Bloomberg
Companies hoping to build wind farms off the coast of the UK have started to pay the more than $1 billion in annual fees for access to sections of empty sea, starting a race to build the projects as quickly as possible and generate clean electricity.
The Crown Estate, which manages the seabed around England and Wales, signed agreements to lease six areas off the country’s coast to developers including BP Plc, TotalEnergies SE and RWE AG. With the contracts signed, the developers are on the hook to pay annual fees for as much as 10 years or until their projects reach certain maturity thresholds.
The agreements come nearly two years after the companies first agreed to pay record-high fees for a chance to develop the renewable power plants at the center of Britain’s strategy to cut greenhouse gas emissions. If built, the wind farms would provide enough electricity to satisfy demand for roughly seven million British homes, and will be key to the UK’s plans to reach net-zero emissions by the middle of the decade.

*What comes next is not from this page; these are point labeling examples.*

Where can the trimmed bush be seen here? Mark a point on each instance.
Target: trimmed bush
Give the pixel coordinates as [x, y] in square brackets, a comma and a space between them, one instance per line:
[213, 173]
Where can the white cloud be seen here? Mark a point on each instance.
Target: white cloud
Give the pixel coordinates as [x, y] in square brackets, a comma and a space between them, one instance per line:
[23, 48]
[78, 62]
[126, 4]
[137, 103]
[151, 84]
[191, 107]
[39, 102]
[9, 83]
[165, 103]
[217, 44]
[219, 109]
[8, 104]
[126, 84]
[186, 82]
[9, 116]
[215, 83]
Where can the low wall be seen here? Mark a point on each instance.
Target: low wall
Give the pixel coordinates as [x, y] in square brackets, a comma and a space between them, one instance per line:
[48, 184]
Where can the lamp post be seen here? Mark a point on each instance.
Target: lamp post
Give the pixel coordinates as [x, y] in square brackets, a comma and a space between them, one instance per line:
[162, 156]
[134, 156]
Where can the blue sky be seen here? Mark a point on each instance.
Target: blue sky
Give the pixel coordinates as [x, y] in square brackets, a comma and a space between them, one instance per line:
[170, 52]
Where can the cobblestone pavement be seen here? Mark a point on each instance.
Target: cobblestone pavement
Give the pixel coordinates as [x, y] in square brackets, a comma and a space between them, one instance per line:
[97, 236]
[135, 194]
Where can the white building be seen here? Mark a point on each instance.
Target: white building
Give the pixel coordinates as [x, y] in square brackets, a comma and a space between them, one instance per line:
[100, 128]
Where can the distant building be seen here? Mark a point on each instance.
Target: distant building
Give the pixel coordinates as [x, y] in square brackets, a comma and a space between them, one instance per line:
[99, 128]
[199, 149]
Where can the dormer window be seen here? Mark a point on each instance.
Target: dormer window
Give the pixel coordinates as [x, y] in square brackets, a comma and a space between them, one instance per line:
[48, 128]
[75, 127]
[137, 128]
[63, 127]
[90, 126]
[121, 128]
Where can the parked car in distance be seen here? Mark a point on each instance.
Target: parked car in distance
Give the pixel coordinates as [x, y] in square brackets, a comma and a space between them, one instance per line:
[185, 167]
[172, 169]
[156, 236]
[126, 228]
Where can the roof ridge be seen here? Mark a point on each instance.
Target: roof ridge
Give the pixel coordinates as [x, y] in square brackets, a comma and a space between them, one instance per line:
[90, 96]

But the high fees for seabed add another cost, along with higher wind turbine prices and rising interest rates, that could make it harder to finance the next generation of giant wind farms or make their power more expensive for consumers. When agreed in 2021, the fees amounted to nearly £880 million ($1.1 billion) and are
adjusted for inflation annually.
Britain has the world’s largest fleet of offshore wind farms outside China. The country helped pioneer the practice, which places turbines out in the sea, where wind speeds are stronger and more consistent. Development in the middle of the open water also allows developers to use the largest turbines available, which today are the size of skyscrapers.